As at the Latest Practicable Date, there are 1,635,291,556 Offeree Shares in issue, and Fullshare, the Offeror and the parties acting in concert with any of them hold 148,562,000 Offeree Shares. On the basis of the ascribed value of HK$11.00 per Offeree Share (based on the weighted average traded price of Fullshare Share of HK$4.40 as quoted on the Stock Exchange on the Last Trading Day multiplied by 5 and divided by 2 for each Offeree Share) and assuming that there will be no change in the number of the Offeree Shares in issue prior to the Closing Date, the Offer is valued at HK$16,354,025,116.

According to reports, the transaction terms require Fullshare to acquire 1.48 billion ordinary shares and pay five new Fullshare shares for every two shares of China High Speed Transmission Equipment Group Co., shares which Fullshare intends to keep publicly listed. Fullshare Holdings Limited has also mentioned it will not be terminating any employees, with exceptions for the Board of Directors.

Computershare Hong Kong Investor Services Limited provided registrar services to Fullshare Holdings, and BaoQiao Partners Capital Limited took the role of financial advisors, and Troutman Sanders of legal advisors, with a team led by Rossana Chu, Alice Song and Elaine Zhang.

China High Speed Transmission Equipment Group Co. were serviced by financial advisors Donvex Capital Limited, and legal advisors Zhong Lun Law Firm, while the independent Board committee of China High Speed Transmission Equipment Group Co. was advised by TC Capital Asia Limited.

 

Interview with Rossana Chu, Partner of Corporate Practice.

 

Please tell me about your involvement in the deal?

Troutman Sanders acted for the offeror – Fullshare Holdings Limited (Fullshare) – on Hong Kong law. Fullshare made a voluntary general offer to acquire shares of China High Speed Transmission Equipment Group Co., Ltd. (China High Speed) as a takeover attempt (Takeover) and pay the consideration by issuing new shares of Fullshare.

 

Why is this a good deal for all involved?

Fullshare is a company listed on the Main Board of the Hong Kong Stock Exchange with a market cap of US$8.7 billion. China High Speed is another Hong Kong listed company with a market cap of US$1.75 billion. Fullshare’s offer to acquire shares of China High Speed met with acceptance of 73.9% shares. The value of the new shares issued by Fullshare to meet all acceptances was of US$2.1 billion. This Offer is one of the largest deals among the recent takeovers in Hong Kong.

 

What challenges arose? How did you navigate them?

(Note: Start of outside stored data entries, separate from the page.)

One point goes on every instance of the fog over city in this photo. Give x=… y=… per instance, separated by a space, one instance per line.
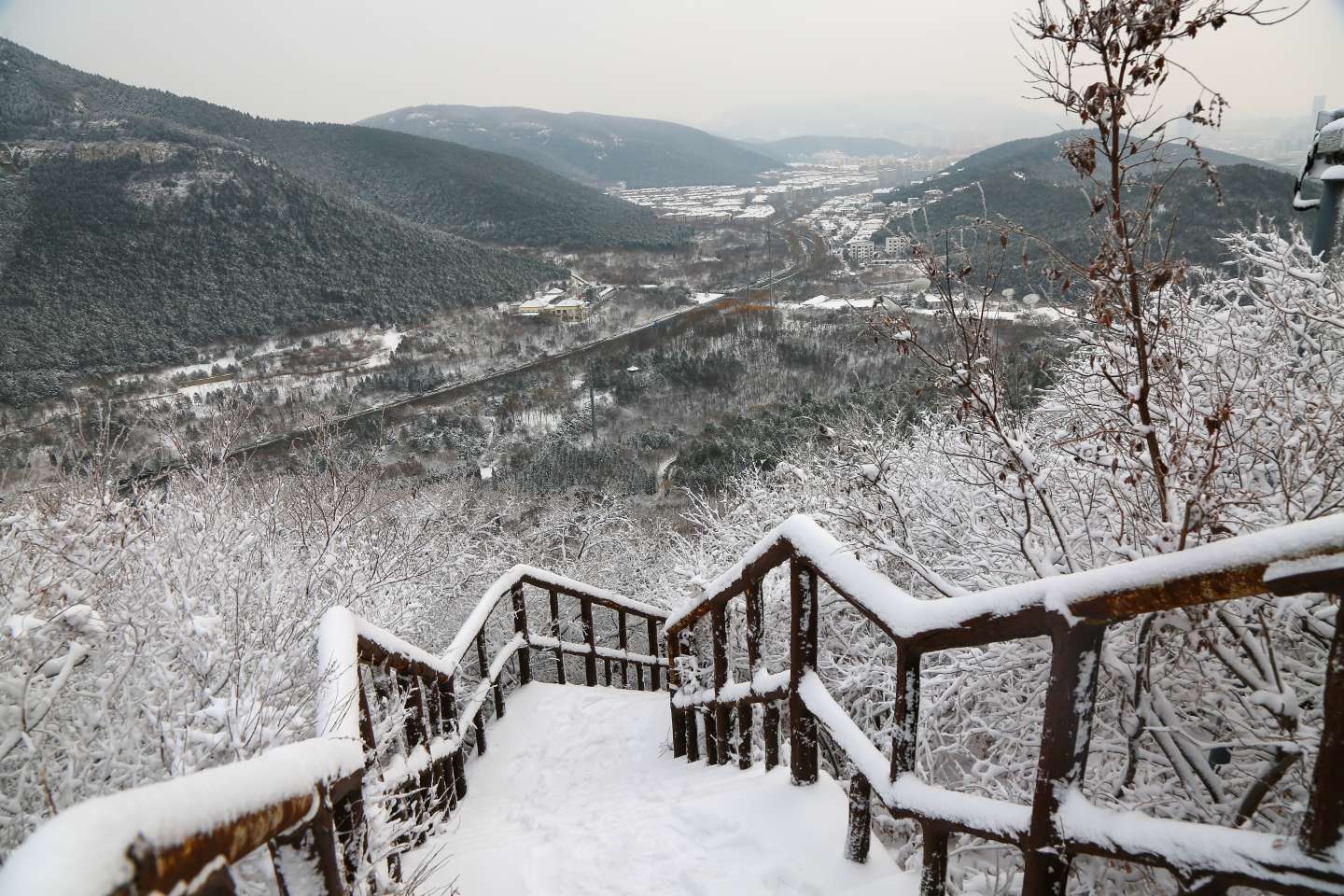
x=926 y=73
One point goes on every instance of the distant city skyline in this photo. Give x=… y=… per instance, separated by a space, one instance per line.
x=924 y=73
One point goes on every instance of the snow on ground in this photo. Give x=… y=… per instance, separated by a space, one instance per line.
x=580 y=794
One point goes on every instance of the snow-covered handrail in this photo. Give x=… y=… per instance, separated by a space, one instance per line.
x=1072 y=611
x=315 y=800
x=1219 y=571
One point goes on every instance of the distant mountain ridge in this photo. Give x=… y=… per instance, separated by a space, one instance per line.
x=137 y=226
x=467 y=191
x=805 y=147
x=588 y=147
x=1027 y=183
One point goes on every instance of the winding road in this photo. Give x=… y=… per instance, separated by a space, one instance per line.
x=805 y=246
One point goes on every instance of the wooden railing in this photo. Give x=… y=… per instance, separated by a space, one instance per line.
x=1074 y=613
x=345 y=801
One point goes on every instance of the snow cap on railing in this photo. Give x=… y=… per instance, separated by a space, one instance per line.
x=85 y=849
x=907 y=617
x=503 y=584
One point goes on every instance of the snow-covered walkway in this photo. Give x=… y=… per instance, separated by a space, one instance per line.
x=580 y=794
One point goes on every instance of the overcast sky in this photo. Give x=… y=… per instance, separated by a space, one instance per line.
x=741 y=67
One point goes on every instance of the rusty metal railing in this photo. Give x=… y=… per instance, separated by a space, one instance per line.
x=320 y=806
x=1074 y=613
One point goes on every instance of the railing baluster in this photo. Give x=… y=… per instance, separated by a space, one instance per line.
x=483 y=666
x=625 y=645
x=674 y=685
x=590 y=638
x=1322 y=831
x=653 y=651
x=693 y=737
x=711 y=736
x=861 y=819
x=555 y=633
x=307 y=853
x=754 y=632
x=448 y=694
x=415 y=734
x=770 y=734
x=933 y=875
x=722 y=721
x=904 y=712
x=1075 y=658
x=479 y=723
x=437 y=728
x=483 y=675
x=525 y=658
x=803 y=658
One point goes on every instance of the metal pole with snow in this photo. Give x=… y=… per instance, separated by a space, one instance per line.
x=1324 y=162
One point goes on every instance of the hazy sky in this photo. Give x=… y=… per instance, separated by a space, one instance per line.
x=741 y=67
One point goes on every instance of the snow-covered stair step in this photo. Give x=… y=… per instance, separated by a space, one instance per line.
x=580 y=795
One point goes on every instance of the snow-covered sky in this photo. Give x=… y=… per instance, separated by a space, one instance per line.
x=742 y=67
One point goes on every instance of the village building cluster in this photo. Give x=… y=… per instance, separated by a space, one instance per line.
x=571 y=301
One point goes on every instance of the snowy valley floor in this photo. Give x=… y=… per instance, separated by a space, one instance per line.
x=578 y=794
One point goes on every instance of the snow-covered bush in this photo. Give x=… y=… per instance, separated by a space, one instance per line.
x=151 y=637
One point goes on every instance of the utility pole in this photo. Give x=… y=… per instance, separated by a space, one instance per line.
x=1324 y=162
x=592 y=404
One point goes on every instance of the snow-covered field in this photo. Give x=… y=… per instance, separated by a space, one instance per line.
x=580 y=794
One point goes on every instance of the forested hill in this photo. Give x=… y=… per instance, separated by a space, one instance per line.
x=448 y=186
x=1027 y=183
x=588 y=147
x=118 y=262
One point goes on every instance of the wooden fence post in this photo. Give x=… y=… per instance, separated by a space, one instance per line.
x=309 y=855
x=525 y=660
x=1075 y=658
x=861 y=819
x=770 y=734
x=1322 y=831
x=555 y=633
x=722 y=718
x=803 y=658
x=590 y=638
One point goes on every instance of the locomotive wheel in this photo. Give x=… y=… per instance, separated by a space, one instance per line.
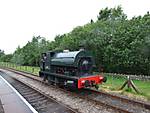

In light of the size, this transaction drew special attention from the two Hong Kong regulatory authorities, the Securities and Futures Commission (SFC) and the Stock Exchange, which brought complications for the regulatory approval procedures. In addition, after the announcement on the Takeover is published, any material corporate activities and important publications of both Fullshare and China High Speed required prior approval from the SFC. In order to make sure the composite document and the supplemental document could be published and dispatched in accordance with the scheduled timetable, the management and internal departments of Fullshare, with the cooperation of the professional parties and China High Speed, used their best endeavours to push forward this project to a successful end.

 

How was this deal initiated and how did it proceed since its inception?

The consideration of the general offer was settled purely by way of issue of new Fullshare shares. Therefore, the Offer did not require any cash outlay, which provided the shareholders of China High Speed who accepted the offer with more Fullshare shares than a cash and securities combination offer.

 

What benefits are the shareholders are receiving with the outcome of this deal?

Upon Fullshare obtaining more than 50% shares of China High Speed, China High Speed will become a subsidiary of Fullshare. The successful Takeover provided a chance for the shareholders of China High Speed to enjoy the synergy effect to be brought from the enlarged group of Fullshare and China High Speed and participate in Fullshare Group with more diversified businesses in addition to the original businesses of China High Speed.

 

How did your legal team manage the finalised outcome of the deal? Was the outcome what you hoped?

Given that the Takeover was a voluntary general offer under the Takeovers Code, one of the conditions to a successful offer was to obtain more than 50% voting rights of China High Speed by Fullshare through the offer. However, as the amount of acceptances was beyond Fullshare’s control, Fullshare obtained an irrevocable undertaking to accept the offer from the single largest shareholder of China High Speed (holding 28.01% shares) in accordance with the requirements of the Takeovers Code before the offer commenced. Eventually, Fullshare’s offer met with acceptance of 73.9% China High Speed shares and the value of new shares issued by Fullshare was of US$1.7 billion.

The general offer also constituted a very substantial acquisition of Fullshare and was therefore subject to the circular and shareholders’ approval requirements under the Hong Kong Listing Rules. The offer was approved by the shareholders at the extraordinary general meeting of Fullshare, and Fullshare expresses its appreciation for the support and attention of the shareholders in relation to this transaction.